President Urho Kekkonen getting to know the newly-returned Porkkala peninsula. (Yle)
President Urho Kekkonen getting to know the newly-returned Porkkala peninsula. (Yle)
How did the Soviet Union affect president Urho Kekkonen’s career? Why was the Porkkala peninsula handed back to Finland early?

These questions and more could be answered as the Finnish national archive negotiates access to KGB archives from the crucial 1953-56 period.

Russian archives are usually sealed for fifty years, and even after that period has elapsed a special decision is needed to open them up. Finland’s National Archives Service has been negotiating access with their Russian counterparts for years.

Agreement was finally reached in the spring. The contract brought with it the possibility that archives belonging to the Russian secret service the FSB, which replaced the KGB, would also be opened to Finnish researchers.

Over the last few weeks the Finnish archivists have been talking directly to those in charge of historical FSB documents.

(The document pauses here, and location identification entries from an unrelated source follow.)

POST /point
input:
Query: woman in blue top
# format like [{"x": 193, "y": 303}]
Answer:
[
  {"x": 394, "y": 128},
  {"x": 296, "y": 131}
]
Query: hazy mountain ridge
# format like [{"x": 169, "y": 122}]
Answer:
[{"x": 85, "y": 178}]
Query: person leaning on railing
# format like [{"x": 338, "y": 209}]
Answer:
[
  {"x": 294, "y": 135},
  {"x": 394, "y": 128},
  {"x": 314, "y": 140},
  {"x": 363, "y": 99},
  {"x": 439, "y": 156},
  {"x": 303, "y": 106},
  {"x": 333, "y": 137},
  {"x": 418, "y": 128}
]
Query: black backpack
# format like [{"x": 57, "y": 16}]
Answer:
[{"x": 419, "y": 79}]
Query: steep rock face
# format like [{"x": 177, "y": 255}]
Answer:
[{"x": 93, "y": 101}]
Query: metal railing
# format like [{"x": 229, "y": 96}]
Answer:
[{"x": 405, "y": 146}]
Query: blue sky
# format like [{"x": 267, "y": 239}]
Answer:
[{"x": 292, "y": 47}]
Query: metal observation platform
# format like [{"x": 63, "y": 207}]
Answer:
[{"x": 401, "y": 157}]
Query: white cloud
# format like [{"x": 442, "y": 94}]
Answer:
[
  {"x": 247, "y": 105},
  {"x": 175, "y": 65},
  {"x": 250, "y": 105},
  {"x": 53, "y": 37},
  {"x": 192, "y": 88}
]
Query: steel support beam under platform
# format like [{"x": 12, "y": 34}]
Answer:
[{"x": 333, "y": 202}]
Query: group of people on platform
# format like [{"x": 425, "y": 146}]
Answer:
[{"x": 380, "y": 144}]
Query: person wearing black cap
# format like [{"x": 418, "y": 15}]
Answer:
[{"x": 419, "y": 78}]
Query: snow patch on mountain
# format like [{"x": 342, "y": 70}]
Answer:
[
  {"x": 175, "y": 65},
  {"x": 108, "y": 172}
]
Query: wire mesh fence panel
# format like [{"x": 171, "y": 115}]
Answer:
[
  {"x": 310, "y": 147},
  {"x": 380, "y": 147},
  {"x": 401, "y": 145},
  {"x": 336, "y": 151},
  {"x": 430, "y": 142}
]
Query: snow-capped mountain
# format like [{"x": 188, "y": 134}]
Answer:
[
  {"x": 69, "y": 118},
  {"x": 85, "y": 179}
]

They are covering questions of interest to Finnish researchers and presently focusing on the 1953-56 period.

Finnish reactions through the KGB lens

That covers the death of Josef Stalin, the start of Urho Kekkonen’s 26-year stint as Finnish president, the 1956 general strike and the return of the Porkkala peninsula after it was leased to the Soviet Union in the Moscow Armistice that ended hostilities between Finland and its eastern neighbour in 1944.

The KGB followed all these events—and Finnish reactions to them.

“These events have aroused a lot of interest, but we have not had the chance to look at all aspects of Soviet decision-making,” says Jussi Nuorteva of the national archives. “We could find significant new information in the FSB archives.”

Hungarian researchers have already gained access to the FSB archives in order to research the 1956 uprising. That has been interpreted by the Finnish National Archive as a sign that Russia is ready to deal with difficult episodes of its history.

Kekkonen’s interesting Soviet ties

Finnish interest is likely to focus on Kekkonen’s rise to power and how the Soviet decision to return Porkkala may have been intended to help his election campaign. Viktor Vladimirov, who served in Finland as a diplomat and was later head of the KGB, wrote in his memoirs that the embassy had written as much in a note to the Soviet leadership.

Even if such a note is not forthcoming now, other material relating to the same time period will be useful to researchers.

“Everything connected to Kekkonen’s relationship with the Soviet Union is interesting,” says Kimmo Rentola of Turku University.